FastTextClassifier

class squirro.lib.nlp.steps.classifiers.FastTextClassifier(config)

Bases: squirro.lib.nlp.steps.classifiers.Classifier

FastText classifier (see: https://fasttext.cc/).

Parameters
  • type (str) – fasttext

  • cutoff (int, 100000) – Cutoff for quantization

  • learning_rate (float, 1.0) – Learning rate

  • min_count (int, 1) – Minimum number of words appearances to be included in dictionary

  • min_prob (float, 0.0) – Minimum prediction probability to return

  • n_epochs (int, 25) – Number of training epochs

  • n_grams (int, 2) – N of N-grams

  • n_predictions (int, None) – Number of label predictions to return. By default this will be the number of unique labels.

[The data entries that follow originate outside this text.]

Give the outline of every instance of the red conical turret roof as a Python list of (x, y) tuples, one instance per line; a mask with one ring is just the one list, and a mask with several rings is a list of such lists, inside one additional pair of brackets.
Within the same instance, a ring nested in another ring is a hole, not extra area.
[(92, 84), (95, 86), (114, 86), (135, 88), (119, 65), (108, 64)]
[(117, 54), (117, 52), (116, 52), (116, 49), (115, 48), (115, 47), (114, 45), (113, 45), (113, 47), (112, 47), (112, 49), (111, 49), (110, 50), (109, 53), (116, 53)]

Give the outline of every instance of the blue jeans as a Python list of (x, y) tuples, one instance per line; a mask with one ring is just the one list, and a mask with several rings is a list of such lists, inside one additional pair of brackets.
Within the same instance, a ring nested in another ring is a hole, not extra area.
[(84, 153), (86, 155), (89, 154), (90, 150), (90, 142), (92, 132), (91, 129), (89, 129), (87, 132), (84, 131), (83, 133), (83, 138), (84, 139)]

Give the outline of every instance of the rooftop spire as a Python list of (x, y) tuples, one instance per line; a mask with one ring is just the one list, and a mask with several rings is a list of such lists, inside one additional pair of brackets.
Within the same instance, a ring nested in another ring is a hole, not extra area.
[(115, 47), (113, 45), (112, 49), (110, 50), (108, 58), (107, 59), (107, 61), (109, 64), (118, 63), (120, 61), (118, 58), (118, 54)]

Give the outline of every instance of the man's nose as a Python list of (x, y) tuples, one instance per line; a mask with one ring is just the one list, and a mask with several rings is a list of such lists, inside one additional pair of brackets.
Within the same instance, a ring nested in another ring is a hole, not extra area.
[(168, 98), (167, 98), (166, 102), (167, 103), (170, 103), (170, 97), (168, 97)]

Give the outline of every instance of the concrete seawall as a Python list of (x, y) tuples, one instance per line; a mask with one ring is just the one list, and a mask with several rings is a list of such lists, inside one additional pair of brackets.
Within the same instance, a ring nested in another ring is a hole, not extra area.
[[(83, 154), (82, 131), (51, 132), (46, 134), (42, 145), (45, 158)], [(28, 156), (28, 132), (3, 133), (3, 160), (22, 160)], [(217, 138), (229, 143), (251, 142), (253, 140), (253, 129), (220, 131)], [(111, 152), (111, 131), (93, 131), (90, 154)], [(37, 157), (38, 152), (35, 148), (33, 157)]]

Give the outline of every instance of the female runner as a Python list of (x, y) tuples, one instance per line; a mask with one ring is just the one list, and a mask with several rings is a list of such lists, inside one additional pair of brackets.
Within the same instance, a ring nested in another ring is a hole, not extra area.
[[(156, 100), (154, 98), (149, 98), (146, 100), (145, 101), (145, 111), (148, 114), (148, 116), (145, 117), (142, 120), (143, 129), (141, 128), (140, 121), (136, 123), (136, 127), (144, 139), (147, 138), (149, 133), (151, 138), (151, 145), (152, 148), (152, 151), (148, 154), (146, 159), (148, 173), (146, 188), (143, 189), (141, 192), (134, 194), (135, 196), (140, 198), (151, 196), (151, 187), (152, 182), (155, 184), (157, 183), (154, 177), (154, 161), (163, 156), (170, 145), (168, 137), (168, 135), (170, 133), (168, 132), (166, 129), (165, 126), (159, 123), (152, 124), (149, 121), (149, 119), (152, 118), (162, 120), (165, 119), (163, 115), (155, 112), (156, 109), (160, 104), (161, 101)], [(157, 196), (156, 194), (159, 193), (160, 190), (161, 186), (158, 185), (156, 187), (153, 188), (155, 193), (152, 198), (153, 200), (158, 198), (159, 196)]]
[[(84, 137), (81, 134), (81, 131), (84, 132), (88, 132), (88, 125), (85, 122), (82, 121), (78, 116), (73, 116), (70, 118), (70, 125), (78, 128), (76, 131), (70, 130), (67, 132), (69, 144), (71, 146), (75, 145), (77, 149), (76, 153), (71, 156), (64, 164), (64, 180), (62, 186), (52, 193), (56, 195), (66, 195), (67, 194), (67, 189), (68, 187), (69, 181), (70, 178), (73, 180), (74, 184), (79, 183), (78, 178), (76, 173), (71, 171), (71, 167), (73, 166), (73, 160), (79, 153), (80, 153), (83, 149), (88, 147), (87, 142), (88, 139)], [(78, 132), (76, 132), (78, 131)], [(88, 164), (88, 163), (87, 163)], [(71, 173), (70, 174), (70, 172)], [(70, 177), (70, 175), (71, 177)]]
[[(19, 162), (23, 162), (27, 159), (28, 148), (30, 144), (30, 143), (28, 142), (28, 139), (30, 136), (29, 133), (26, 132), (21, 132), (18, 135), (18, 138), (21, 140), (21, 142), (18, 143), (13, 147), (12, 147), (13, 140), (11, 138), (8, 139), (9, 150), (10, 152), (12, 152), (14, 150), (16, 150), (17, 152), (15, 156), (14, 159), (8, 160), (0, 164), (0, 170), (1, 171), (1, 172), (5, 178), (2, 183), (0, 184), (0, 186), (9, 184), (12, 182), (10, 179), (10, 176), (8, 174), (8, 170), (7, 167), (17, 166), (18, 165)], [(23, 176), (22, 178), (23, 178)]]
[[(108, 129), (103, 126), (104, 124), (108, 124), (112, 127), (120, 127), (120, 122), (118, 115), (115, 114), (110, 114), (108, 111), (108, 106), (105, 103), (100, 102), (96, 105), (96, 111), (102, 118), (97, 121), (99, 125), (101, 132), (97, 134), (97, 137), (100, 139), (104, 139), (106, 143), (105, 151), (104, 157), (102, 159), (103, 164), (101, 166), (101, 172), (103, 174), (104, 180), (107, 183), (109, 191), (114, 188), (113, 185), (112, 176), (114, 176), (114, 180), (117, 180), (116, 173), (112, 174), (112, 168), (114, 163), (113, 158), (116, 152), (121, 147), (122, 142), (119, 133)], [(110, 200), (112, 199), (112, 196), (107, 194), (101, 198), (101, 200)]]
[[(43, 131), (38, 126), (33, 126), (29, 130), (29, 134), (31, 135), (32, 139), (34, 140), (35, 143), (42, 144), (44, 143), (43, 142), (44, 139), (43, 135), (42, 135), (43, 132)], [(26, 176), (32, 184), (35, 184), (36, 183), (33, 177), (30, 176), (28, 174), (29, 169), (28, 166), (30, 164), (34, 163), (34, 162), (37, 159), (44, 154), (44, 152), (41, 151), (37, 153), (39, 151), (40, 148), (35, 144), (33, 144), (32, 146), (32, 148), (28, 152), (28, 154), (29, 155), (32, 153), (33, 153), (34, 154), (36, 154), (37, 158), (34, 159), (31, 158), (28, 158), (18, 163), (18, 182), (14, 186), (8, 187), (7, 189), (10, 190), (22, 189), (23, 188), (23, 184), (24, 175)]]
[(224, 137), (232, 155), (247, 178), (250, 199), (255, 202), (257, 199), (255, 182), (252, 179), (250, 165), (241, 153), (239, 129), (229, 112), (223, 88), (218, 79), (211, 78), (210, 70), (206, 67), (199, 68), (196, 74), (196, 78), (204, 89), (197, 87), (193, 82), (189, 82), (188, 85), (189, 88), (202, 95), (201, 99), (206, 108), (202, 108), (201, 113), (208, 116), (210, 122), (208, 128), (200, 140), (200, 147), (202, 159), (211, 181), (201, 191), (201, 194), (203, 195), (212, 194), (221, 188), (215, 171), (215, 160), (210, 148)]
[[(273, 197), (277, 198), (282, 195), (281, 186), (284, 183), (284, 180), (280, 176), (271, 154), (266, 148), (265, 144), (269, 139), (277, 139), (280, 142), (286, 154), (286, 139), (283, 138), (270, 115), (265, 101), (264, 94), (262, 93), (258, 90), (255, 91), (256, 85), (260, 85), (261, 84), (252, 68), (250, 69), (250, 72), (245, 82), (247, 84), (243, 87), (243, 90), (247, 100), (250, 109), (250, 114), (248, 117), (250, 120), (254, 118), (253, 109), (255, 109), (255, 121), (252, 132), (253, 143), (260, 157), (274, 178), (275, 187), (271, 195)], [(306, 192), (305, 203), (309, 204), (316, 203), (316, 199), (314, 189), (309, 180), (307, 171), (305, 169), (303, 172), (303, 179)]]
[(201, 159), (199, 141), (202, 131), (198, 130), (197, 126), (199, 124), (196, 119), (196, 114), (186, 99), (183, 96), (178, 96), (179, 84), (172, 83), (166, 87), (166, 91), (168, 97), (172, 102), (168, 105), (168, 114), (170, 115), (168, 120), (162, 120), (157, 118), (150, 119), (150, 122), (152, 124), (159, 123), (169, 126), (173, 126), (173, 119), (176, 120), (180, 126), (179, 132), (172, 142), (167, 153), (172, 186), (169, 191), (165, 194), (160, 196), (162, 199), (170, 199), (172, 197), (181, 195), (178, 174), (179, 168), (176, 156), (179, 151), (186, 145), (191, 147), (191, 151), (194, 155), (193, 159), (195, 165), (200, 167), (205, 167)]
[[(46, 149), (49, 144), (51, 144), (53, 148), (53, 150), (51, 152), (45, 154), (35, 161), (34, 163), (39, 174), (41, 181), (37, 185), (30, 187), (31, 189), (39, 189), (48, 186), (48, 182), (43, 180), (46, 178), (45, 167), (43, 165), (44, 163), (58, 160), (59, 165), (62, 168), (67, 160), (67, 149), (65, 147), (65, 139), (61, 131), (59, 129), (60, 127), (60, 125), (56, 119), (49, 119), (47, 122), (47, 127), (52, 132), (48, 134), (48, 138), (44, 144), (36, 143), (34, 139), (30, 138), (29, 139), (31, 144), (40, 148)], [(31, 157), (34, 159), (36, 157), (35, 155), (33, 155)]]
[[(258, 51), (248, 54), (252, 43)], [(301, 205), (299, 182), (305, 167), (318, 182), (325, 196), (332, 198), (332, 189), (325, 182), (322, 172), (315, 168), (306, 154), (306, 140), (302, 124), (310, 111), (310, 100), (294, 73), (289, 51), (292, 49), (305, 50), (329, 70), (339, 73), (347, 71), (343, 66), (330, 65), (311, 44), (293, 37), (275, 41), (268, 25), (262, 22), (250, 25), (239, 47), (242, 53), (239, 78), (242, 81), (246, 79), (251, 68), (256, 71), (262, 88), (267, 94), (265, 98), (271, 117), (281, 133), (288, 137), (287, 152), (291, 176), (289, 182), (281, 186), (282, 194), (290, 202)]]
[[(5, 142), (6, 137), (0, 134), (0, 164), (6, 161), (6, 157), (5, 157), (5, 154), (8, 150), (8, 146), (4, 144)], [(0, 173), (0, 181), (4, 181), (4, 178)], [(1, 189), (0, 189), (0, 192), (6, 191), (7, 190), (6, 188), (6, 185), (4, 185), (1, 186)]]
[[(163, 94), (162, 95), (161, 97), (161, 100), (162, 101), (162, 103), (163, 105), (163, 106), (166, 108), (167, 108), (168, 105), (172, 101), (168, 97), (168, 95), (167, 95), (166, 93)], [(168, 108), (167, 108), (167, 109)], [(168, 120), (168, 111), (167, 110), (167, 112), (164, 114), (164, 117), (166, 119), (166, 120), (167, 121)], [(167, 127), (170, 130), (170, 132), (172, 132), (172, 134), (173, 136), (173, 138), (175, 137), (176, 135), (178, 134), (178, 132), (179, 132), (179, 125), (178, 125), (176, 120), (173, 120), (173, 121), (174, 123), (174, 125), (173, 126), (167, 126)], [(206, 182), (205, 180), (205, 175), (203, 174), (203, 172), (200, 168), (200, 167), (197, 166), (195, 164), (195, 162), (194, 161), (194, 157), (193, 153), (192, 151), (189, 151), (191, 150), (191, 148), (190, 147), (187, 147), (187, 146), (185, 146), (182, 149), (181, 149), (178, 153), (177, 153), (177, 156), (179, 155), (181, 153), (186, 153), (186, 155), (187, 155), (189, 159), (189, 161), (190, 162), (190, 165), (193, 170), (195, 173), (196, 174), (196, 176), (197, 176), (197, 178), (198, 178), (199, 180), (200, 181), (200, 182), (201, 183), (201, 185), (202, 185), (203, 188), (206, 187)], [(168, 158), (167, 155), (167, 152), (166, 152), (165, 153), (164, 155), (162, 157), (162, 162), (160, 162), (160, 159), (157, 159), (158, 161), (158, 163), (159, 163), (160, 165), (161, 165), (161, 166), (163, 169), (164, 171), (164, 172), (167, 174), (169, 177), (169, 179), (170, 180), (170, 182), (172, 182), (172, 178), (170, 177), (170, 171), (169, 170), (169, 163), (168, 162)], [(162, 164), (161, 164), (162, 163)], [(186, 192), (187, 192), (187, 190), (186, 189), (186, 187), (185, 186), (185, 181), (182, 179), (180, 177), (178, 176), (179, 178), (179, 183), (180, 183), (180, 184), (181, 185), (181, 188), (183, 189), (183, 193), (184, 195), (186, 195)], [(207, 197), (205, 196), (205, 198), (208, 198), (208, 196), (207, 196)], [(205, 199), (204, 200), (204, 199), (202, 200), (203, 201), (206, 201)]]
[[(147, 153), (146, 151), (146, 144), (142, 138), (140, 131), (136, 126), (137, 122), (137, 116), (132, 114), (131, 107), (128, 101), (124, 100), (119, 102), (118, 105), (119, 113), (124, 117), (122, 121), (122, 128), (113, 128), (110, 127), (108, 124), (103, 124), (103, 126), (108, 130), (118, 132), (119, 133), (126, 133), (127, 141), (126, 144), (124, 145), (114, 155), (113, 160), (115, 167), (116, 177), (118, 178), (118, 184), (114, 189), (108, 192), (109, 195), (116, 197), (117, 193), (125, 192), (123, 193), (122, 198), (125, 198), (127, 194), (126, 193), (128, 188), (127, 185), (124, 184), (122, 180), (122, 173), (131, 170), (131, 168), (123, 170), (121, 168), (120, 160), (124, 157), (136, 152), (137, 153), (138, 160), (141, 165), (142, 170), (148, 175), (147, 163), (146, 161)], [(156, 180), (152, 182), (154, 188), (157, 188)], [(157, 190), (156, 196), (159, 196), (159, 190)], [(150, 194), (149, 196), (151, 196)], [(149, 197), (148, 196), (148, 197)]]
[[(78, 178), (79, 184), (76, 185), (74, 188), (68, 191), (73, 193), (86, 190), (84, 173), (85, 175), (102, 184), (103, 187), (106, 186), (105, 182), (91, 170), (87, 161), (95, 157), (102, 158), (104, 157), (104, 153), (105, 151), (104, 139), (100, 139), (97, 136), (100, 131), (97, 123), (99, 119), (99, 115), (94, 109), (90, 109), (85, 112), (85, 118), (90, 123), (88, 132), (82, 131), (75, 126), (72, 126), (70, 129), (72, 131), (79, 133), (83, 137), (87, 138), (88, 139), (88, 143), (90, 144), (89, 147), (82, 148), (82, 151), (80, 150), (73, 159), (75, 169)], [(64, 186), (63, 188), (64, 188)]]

  • quantize (bool, False) – Whether or not to quantize the model

Methods Summary

clean()

Clean step

load()

Load a step

process_doc(doc)

Process a document

save()

Save a step

train(docs)

Train on a step of a set of documents

Methods Documentation

clean()

Clean step

load()

Load a step

process_doc(doc)

Process a document

Parameters

doc (Document) – Document

Returns

Processed document

Return type

Document

save()

Save a step

train(docs)

Train on a step of a set of documents

Parameters

docs (generator(Document)) – Generator of documents

Returns

Generator of processed documents

Return type

generator(Document)